心の中で、もう一度だけ、剣道への想いを固く握りしめた。
「じゃ、行ってきます」
カバンを肩にかけ、校舎へ向かう。
外に出ると、グラウンドでは陸上部が練習をしていた。
トラックを駆け抜ける姿の中に、見覚えのある小柄な影がある。
——沙羅。
すれ違いざまに、ふと目が合った。
けれど、沙羅はすぐに視線を逸らしてしまった。
すこし胸が痛む。
その様子を見ていた一人の女子生徒が、すたすたと近寄ってきた。
「ちょいとそこ行く少年!」
——朝比奈先輩。
陸上部のエースであり、俺の恩人でもある姐御肌の人だ。
「沙羅ちゃんとなにかあったのかい?」
ぐいっと腕を引っ張られ、俺はたじろぐ。
「ちょっと……いや、まあ、色々と……」
濁すと、朝比奈先輩はにやにや笑った。
「ふぅん。青春してんねぇ」
「やめてください本当に」
俺が黙り込むと、朝比奈先輩は急に真面目な顔になった。
「生徒会、協力するんだって?」
「はい……まあ、自分で決めたんで」
「そっか」
朝比奈先輩は、ふっと笑う。
「雪乃は悪い奴じゃない。だけど、“いびつ”なやつだよ」
そう言ったときの顔は、どこか遠いものを見ているようだった。
「——自分に厳しい分、他人にも無意識に厳しいとこあるからさ。たぶん、迷惑かける」
それでも、と言葉を続ける。
「悪い子じゃない。
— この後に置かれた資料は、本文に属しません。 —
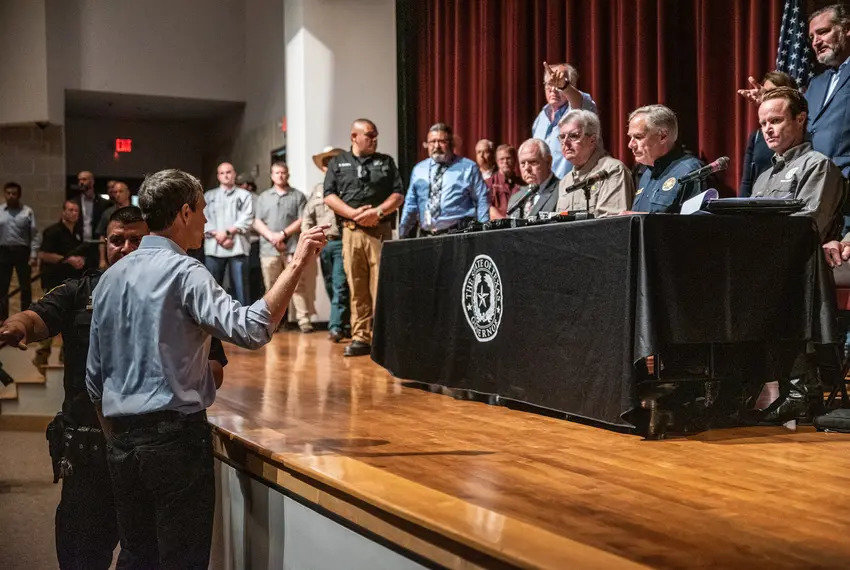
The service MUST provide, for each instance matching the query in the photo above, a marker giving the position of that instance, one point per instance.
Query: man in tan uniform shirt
(581, 144)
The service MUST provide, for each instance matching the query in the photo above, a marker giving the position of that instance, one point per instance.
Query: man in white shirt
(230, 214)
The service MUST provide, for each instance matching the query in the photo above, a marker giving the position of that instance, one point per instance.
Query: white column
(340, 65)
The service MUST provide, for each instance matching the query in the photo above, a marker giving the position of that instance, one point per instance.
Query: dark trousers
(162, 475)
(14, 258)
(238, 269)
(336, 285)
(86, 524)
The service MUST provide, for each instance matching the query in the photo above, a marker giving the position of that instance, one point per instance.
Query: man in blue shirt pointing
(446, 191)
(151, 394)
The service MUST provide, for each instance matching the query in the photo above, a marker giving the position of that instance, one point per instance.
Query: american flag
(794, 55)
いい奴だよ、ほんと。……面倒くさいけどな!」
最後に笑って、ぽんと俺の肩を叩く。
生徒会長と朝比奈先輩。
きっと、二人には二人なりの信頼があるんだろう。
「ありがとうございます」
深く頭を下げると、朝比奈先輩は「がんばんな!」と拳を突き出してきた。
拳を軽く合わせて、俺は校舎へと向かう。
生徒会室は、1階の隅にある。
白いドアの前に立ち、深呼吸を一つ。
ノックをして、ドアを開けた。
中では、生徒会長の小早川雪乃が、無表情で大量の書類をさばいていた。
雪乃は、顔を上げると、静かに言った。
「来たか、皇岳人くん」
——さあ、俺の新しい戦場が、ここにある。
心を決めて、俺は生徒会室に足を踏み入れた。